Staatliche Diskriminierung

Seit August 2023 ist das TSG (Transsexuellengesetz) Geschichte und wurde durchs sogenannte „Selbstbestimmungsgesetz” ersetzt. Erst einmal das Positive: Das Selbstbestimmungsgesetz ermöglicht es trans, intergeschlechtlichen und nicht-binären Menschen, ihren Namen und Geschlechtseintrag auf Antrag beim Standesamt zu ändern. Während man früher vor Gericht gehen musste sowie zwei psychologische Gutachten brauchte , nur um die Personenstandsänderung durchzusetzen, kann man ab Herbst 2024 Namen und Geschlecht angleichen, indem man sich 3 Monate vor der sogenannten „Erklärung mit Eigenversicherung“ beim Standesamt anmeldet. Doch für Minderjährige ist der Prozess der „Selbstbestimmung“ weitaus weniger frei und eigenständig möglich. Personen ab 14 Jahren haben zwar das Recht, ihren Antrag auf Geschlechtsänderung selbst einzureichen. Seine Wirksamkeit hängt jedoch von der Zustimmung der sorgeberechtigten Person oder des Familiengerichts ab. 

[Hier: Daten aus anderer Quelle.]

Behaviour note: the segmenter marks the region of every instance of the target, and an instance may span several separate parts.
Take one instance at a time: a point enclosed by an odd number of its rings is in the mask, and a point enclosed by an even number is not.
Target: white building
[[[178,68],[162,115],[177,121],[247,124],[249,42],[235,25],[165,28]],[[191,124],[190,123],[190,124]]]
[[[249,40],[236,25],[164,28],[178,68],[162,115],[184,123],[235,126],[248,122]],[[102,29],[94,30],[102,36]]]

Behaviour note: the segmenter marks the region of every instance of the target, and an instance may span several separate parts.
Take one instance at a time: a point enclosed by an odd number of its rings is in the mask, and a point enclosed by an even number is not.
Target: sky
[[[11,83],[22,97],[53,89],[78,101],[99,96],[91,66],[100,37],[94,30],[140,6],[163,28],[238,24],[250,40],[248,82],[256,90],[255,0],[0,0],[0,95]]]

Alle jüngeren Personen dürfen nicht mal den Antrag selber einreichen und haben wenig mitzureden, welches Geschlecht oder welcher Name angegeben wird. Ausgeschlossen werden ebenso Personen, deren Visum bald abläuft – um zu verhindern, dass sie sich vor der Abschiebung „drücken” können. Auch im „Spannungs- und Verteidigungsfall“ kann die Angleichung auch „ausgesetzt” werden, um Menschen in den Wehrdienst einzuziehen. Besonders fatal ist, dass mit dem Selbstbestimmungsgesetz eine Liste erstellt wird. Das heißt: Alle trans Personen (mit ihren Deadnames und Adressen) sind den staatlichen Strukturen wie BKA, Polizei und Geheimdienst bekannt. Man benötigt keine Datenschutzexpertise, um zu wissen, dass das überhaupt nicht nötig ist, sondern vielmehr eine Gefährdung darstellt .

  • Für Selbstbestimmung über die eigene Geschlechtsidentität: Für Recht auf kostenfreien und unbürokratischen Zugang zur offiziellen Namens- und Personenstandsänderung! Gegen den Zwang, das Geschlecht in amtlichen Dokumenten anzugeben!

  • Keine Weitergabe dieser Informationen an Bundeskriminalamt (BKA), die Landeskriminalämter, die Bundespolizei, das Bundesamt für Verfassungsschutz und den Militärischen Abschirmdienst!

  • Volle rechtliche Gleichstellung von LGBTIA+! Gleichstellung aller Partnerschaften und Lebensgemeinschaften mit der Familie! Für die automatische Eintragung queerer Eltern auf die Geburtsurkunden ihrer Kinder: mit ihren gewünschten Namen und Geschlecht!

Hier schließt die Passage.